Phones of several top journalists as well as of politicians in the United States and other countries were bugged by the Pegasus spyware developed by the private Israeli firm NSO Group Ltd. According to investigation by the Washington Post, the spyware was used in attempted and successful hacks of thousands of smartphones belonging to journalists, activists and business executives worldwide.
Besides, targets included friends of Saudi-born Washington Post reporter Jamal Khashoggi and also his wife before his murder by a Saudi hit squad in 2018, the report reveals. The investigation also reveals that NSO group has previously launched a public relations crusade led by SKDKnickerbocker, of which White House senior adviser Anita Dunn is the managing director.
The use of the software Pegasus that was allegedly used to hack the mobile phones of top US journalists and politicians was reported on by the Washington Post, the Guardian, Le Monde and other news outlets who collaborated on an investigation into a data leak.
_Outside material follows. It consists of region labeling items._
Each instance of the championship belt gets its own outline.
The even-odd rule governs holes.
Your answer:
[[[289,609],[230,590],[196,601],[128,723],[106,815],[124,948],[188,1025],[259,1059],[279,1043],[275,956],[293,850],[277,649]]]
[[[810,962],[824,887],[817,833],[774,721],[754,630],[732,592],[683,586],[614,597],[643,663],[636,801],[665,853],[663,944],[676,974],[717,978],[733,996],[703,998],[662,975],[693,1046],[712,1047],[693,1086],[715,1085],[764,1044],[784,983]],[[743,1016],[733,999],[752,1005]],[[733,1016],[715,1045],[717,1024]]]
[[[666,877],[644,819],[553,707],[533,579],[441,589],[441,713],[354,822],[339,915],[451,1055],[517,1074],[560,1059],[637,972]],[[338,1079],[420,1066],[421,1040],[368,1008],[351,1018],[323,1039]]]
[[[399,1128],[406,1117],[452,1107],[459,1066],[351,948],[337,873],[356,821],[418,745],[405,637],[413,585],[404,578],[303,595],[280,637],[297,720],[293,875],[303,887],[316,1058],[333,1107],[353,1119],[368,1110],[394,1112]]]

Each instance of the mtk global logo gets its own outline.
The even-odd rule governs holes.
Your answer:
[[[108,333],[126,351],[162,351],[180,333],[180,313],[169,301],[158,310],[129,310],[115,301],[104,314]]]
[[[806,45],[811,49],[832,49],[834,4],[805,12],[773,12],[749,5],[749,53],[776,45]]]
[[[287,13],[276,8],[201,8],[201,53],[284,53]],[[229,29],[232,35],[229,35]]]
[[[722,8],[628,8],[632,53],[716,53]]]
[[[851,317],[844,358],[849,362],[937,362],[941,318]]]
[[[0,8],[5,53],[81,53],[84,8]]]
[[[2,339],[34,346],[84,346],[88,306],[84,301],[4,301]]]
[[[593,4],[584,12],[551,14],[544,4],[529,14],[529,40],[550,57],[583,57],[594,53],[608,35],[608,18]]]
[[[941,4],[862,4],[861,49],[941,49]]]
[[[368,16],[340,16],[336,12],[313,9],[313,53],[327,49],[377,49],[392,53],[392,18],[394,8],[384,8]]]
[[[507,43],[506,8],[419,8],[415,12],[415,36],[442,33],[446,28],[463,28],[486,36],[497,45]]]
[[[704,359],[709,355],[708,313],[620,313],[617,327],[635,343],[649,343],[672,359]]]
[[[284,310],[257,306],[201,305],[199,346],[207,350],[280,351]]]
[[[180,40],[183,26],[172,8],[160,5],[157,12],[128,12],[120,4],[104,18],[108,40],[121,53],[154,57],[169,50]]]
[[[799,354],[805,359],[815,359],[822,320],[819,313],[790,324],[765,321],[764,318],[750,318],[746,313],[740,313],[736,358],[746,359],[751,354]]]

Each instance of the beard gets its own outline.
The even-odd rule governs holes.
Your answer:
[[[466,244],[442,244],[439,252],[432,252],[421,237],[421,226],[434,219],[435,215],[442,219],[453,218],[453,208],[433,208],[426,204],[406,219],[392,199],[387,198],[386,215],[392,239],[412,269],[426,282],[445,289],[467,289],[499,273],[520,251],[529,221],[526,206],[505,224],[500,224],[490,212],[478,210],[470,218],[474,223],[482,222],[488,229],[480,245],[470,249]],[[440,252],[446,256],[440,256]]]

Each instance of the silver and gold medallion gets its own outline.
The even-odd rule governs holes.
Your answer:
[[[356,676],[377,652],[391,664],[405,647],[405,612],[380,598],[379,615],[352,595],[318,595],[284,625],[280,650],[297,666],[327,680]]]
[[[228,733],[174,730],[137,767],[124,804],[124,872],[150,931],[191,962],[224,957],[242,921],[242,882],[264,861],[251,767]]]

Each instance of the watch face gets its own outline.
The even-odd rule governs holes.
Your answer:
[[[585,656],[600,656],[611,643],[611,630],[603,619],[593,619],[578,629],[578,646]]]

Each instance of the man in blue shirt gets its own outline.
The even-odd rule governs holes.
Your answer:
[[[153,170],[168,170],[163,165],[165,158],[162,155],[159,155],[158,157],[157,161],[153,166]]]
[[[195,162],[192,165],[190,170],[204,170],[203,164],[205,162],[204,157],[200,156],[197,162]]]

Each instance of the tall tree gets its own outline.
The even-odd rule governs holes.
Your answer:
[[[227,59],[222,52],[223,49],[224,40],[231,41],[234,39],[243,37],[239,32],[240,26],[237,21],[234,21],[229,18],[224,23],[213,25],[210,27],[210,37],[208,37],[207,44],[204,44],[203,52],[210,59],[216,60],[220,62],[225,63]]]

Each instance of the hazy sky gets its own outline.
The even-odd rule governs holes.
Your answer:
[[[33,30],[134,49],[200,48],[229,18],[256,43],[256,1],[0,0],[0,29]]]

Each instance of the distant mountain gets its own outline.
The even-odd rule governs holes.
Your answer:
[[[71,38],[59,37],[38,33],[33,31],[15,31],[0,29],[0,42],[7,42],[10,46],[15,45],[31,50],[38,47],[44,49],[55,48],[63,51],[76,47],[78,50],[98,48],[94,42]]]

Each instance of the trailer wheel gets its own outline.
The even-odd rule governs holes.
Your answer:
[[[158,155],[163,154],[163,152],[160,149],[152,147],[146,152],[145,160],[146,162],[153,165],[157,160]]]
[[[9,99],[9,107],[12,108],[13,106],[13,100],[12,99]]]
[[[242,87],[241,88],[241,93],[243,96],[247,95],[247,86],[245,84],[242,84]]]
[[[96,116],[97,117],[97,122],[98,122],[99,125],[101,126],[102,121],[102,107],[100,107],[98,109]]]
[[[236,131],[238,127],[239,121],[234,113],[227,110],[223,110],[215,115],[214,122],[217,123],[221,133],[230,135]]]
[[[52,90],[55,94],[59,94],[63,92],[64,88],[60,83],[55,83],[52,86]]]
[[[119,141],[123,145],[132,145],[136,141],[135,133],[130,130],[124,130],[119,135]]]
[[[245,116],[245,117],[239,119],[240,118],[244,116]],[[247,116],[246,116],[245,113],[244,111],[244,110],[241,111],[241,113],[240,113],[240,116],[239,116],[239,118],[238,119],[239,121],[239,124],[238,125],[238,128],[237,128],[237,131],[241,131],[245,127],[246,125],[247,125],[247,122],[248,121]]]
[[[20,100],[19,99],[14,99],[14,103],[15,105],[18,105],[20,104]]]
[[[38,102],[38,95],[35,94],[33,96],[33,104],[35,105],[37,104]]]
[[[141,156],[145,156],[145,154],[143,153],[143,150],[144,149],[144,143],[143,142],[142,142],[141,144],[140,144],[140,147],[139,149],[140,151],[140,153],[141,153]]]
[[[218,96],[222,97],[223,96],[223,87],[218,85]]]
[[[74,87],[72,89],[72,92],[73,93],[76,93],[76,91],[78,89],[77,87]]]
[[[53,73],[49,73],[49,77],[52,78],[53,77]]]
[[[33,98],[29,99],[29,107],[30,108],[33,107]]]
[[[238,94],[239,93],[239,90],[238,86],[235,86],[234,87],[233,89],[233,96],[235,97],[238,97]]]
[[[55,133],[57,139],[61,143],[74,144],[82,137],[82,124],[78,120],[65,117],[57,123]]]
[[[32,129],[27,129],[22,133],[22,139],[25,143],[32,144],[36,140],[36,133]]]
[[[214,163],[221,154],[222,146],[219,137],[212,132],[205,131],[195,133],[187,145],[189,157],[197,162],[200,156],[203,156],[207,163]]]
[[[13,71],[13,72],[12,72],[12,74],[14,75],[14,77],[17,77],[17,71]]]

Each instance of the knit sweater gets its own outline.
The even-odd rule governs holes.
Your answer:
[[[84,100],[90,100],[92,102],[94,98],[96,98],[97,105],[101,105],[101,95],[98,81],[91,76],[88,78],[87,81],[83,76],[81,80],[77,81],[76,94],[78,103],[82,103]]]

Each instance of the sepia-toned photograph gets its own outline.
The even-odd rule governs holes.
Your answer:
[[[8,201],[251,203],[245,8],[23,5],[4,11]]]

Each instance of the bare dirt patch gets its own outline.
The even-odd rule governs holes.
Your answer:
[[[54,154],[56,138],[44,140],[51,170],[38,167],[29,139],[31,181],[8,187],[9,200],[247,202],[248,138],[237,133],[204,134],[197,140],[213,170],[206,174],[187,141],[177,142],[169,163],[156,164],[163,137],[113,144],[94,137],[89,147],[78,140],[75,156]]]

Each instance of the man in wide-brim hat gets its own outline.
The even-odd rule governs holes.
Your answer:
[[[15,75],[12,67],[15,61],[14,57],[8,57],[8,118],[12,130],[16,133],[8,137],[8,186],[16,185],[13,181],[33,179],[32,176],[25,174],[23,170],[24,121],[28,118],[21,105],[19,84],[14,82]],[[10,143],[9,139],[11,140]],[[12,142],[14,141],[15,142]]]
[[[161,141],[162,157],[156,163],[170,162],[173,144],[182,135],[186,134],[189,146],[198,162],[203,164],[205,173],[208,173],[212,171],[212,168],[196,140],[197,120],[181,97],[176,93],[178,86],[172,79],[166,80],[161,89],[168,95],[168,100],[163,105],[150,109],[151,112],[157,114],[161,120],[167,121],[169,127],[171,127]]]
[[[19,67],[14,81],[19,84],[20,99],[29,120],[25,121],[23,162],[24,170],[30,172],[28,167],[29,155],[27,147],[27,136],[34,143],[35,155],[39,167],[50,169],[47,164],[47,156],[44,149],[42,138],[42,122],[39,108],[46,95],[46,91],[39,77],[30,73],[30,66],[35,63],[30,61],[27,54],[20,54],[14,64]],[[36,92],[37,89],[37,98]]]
The investigations reveal that NSO group hired SKDKnickerbocker in 2019 to coordinate its public relations efforts and save its reputation after lawsuits alleged that its software was being used to spy on journalists and political dissidents. Presidents, prime ministers, human rights activists, business leaders and journalists, including the editor of the Financial Times, were said to have been included on the list of more than 50,000 leaks.
Also on the list are phone numbers of overseas journalists for news organizations, including CNN, the Associated Press, Voice of America, the New York Times, the Wall Street Journal, Bloomberg News, Le Monde in France and Al Jazeera in Qatar.
"The sort of surveillance being reported is an appalling violation of press freedoms and we strongly condemn it," said a Bloomberg News spokesperson.
Amnesty International and Paris-based media organization Forbidden Stories said that it gained access to the leaked list of phone numbers and shared access with media partners, including The Guardian and The Wire. The outlets are expected to name other possible victims of the software in the coming days.
According to the Guardian, Pegasus was sold to at least 10 governments, who spied on these high-profile people across the world. The report claims Mexico, Morocco and the United Arab Emirates had entered the most numbers. Hungary was also named along with Bahrain, Saudi Arabia, Azerbaijan, Kazakhstan, Rwanda, and India.
What is Pegasus?
NSO sells its Pegasus spyware to select governments and law enforcement agencies like the military and intelligence agencies. The spyware can hack into mobile phones through a link and secretly record emails, calls and text messages.
The Pegasus spyware can infect phones if a target clicks on a malicious link, which can be disguised in a text message from a contact. Once the phone is infected, the entire data on the phone, including messages, emails, photos and chats on apps such as WhatsApp, Telegram and Signal, can be accessed. In some cases, Pegasus can also activate itself without the victim clicking on the link, the Post said.
It is not known how many phones were targeted in all but initial reports claim it was over 50,000. Of the 40 countries it sells Pegasus, Morocco, Hungary, Rwanda and India denied they had used the spyware to hack phones. Saudi Arabia, Mexico, the UAE, Azerbaijan, Bahrain and Kazakhstan did not comment.
According to the Guardian, Khashoggi, 59, who was highly critical of Saudi Arabia's royal family and was killed after he walked into the Saudi consulate in Istanbul in 2018, was also one of the high-profile targets of the major hack. However, it was not directly his phone but the phone of his 52-year-old Egyptian wife.
However, in response to the investigation, NSO denied that its technology was used against Khashoggi and said the investigation contained flawed assumptions and factual errors.
More information on the leaks will be released over the next few days.